Well, here's one way to lose weight....
:D
 
I have a cheaper gas grill with 4 burners. After preheating, it will hold the temperature on 375 with one burner on medium...unless there are flareups from the grease dripping on the burner covers that catches fire...

sorry about the loss of those ribs....
 
Flare ups in the drip pan will do it !! make the small pan on the bottom doesnt fill up to far I've had that and there isnt much you can do to save the food except shut'er down and hope the flame eventually dies
 
Bingo IGGY -- thats me even in the winter -- in the long run its cheaper especially with preheating and smoking for hours and the everp present forgetting to shut the grill off
 
The webers make a top BBQ. My parents have one and cook with it all the time.....
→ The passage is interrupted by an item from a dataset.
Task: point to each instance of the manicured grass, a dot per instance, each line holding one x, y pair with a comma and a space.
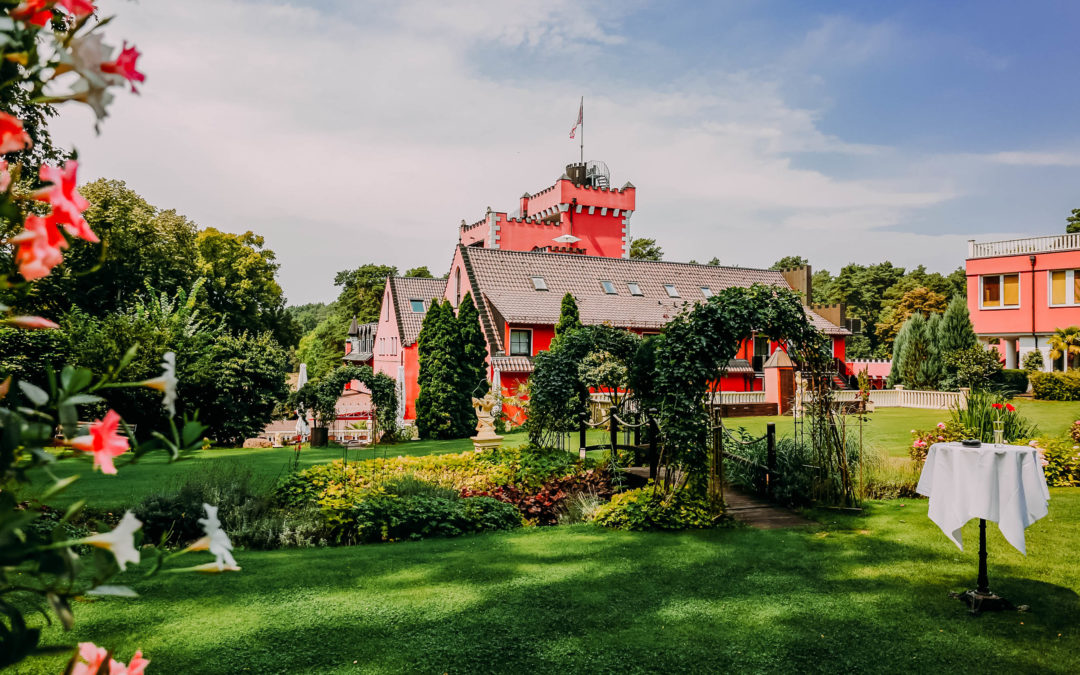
153, 471
889, 430
853, 594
I have a slightly cheaper BBQ but I can cook a hugh roast dinner in the thing no worries at all, and i love cooking a big side of pork in the rotisserie attachment i have for it....
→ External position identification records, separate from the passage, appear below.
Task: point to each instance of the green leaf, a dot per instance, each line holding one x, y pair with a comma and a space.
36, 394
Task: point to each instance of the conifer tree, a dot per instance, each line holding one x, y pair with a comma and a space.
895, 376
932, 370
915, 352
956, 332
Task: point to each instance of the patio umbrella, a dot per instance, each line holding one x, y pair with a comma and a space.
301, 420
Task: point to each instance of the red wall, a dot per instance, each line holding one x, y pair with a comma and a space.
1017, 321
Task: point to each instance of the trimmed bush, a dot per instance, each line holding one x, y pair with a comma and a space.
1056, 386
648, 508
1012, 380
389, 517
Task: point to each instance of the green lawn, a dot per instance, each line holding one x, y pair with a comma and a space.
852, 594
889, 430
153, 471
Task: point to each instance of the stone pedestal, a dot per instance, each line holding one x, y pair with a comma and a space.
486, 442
Sorry to hear that you went without mate but you live and learn....
 
I hate those gas grills. They dont last for what you pay for them. I use a real cheap charcoal grill (I think it cost me $20) and I can cook just as good with it as I can the most expensive gas or even most expensive charcoal grill for that matter.
 
Yes gotta keep an eye on those babies,I switched tanks last weekend,the xtra pressure from the new tank blackened a batch of thighes with my new chocolate habanero jerk sauce,kinda piontless after marinating for 2 days and then end up having to remove the best part,the FAT!
About those beef ribs I grill low and slow for 2 hrs.(smoker better or offset from heat)Wrap in foil for 2 hrs. with some beef broth (couple tablespoons again on smoker or offset)Then crisp em'up out of foil with a glaze for another hour.Gotta cook ém slow or they'll be in your teeth for a month!
 
I have a friend who almost burned down his garage because the grease pan underneath caught on fire. I saw it, and it was a huge fire. He was real lucky with that one, but ruined the grill though.
 
I try to always stay outside with my grill when I'm cooking on it. I prefer charcoal, but sometimes you want to make something quickly and gas grill it is. Chicken is notorious for flareups, as is anything marinated as it usually contains vinegar. I usually preheat mine on med/high and then turn two of the three burners off. I cook the food away from the "on" burner and as it nears doneness add whatever sauce I use and move it closer to the direct heat or right over it. I have learned however, to never leave it unattended. I have been the victim of the flare up-fire-turns everything into charcoal- myself.
 
I Have 4 charcoal/wood pits & 2 gas grills, the gas one I use most is a
mid level older Weber that I warm up on high then turn down to its
lowest setting to cook. I find that there are area's you have to avoid
on the grill and for really oily stuff like hamburgers, I lay a sheet
of aluminum foil down to keep the oil away from the burners, other things
I place on the top rack. there has been no big time flair ups in over 6
years!

ButchT
 
late to this thread but CC I feel your pain about burnt grilled meat.
I had this happen once really bad! but I was HUNGRY!! I ate the black charded steak with alot of sauce. it crunched while eating it :lol:

imaguitargod said:
Hence why I cook with charcoals ;)

story was with charcoals ;) you must stress "pay attention to your grilling!!!! & don't get side tracked!!!!" cuz it doesn't matter what fuel you use.
 
imaguitargod said:
Hence why I cook with charcoals ;)

LUCKYDOG said:
Bingo IGGY -- thats me even in the winter -- in the long run its cheaper especially with preheating and smoking for hours and the everp present forgetting to shut the grill off

BrianS said:
I hate those gas grills. They dont last for what you pay for them. I use a real cheap charcoal grill (I think it cost me $20) and I can cook just as good with it as I can the most expensive gas or even most expensive charcoal grill for that matter.
I love you guys.

I refuse to buy a gas grill. Once my girl and I buy a house, first thing going in is a brick firepit. Gas is expensive, wasteful, and not worth the time. Gimme some hardwood, a coffee can, an old newspaper and a match or two. All you need.